At the Fast Company Innovation Festival, Nadella said small businesses will be among the many beneficiaries of the software giant's efforts to democratize technology.
The more your business embraces technology, the more pleased Microsoft CEO Satya Nadella is.
Microsoft's principal goal, of course, is to sell software to companies everywhere.
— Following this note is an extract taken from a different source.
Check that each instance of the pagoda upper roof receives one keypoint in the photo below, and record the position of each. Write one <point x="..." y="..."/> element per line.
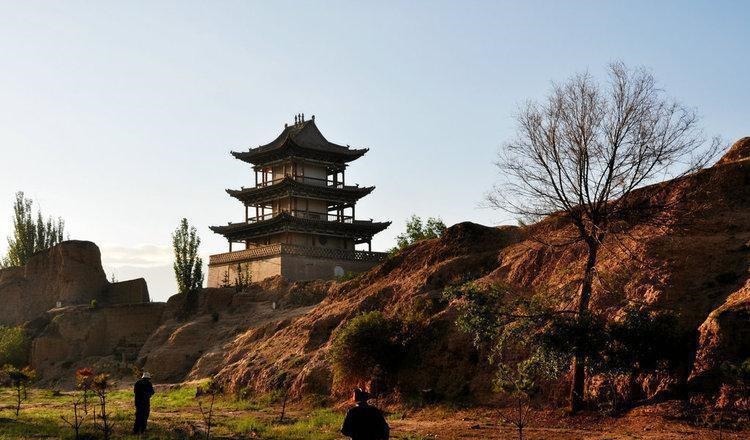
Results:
<point x="302" y="139"/>
<point x="359" y="230"/>
<point x="289" y="186"/>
As a result, "turning everybody else into a tech company" is the best possible prospect, Nadella said on stage at the 2019 Fast Company Innovation Festival In New York City on Thursday.
Nadella said the software giant wants to democratize technology, making it accessible to "citizen developers" outside of the tech hubs of Silicon Valley and Shenzhen. "We want to take the mystique out of it," he said. "That's how we see the future."
That's already long underway. LinkedIn data, Nadella said, found that 2017 was the first year when industries outside of tech hired more software developers than did the tech industry itself.
Nadella detailed what his vision of the commoditization of tech would mean: Small businesses becoming more productive, multinationals becoming more digitally competent and competitive, and the public sector becoming more efficient--with better health and educational outcomes.
A long-term extension of that idea is ensuring equitable growth, for businesses of all sizes, as well as other groups. "How do you get back to where the pie is growing, and everybody is participating?" he asked.
While he expressed optimism about that tech-centric future, Nadella did warn of the No. 1 threat to his, or any successful, growing company: complacency. It's easy to lose humility and stop pushing as hard, even if your market cap isn't approaching $1 trillion. And it's dangerous to start believing you're "God's gift to mankind," Nadella said. The recipe for success is to continually be learning, and by extension cultivate a workforce of "learn-it-alls," rather than "know-it-alls."
"Any feeling of 'mission accomplished' can knock us off," he added.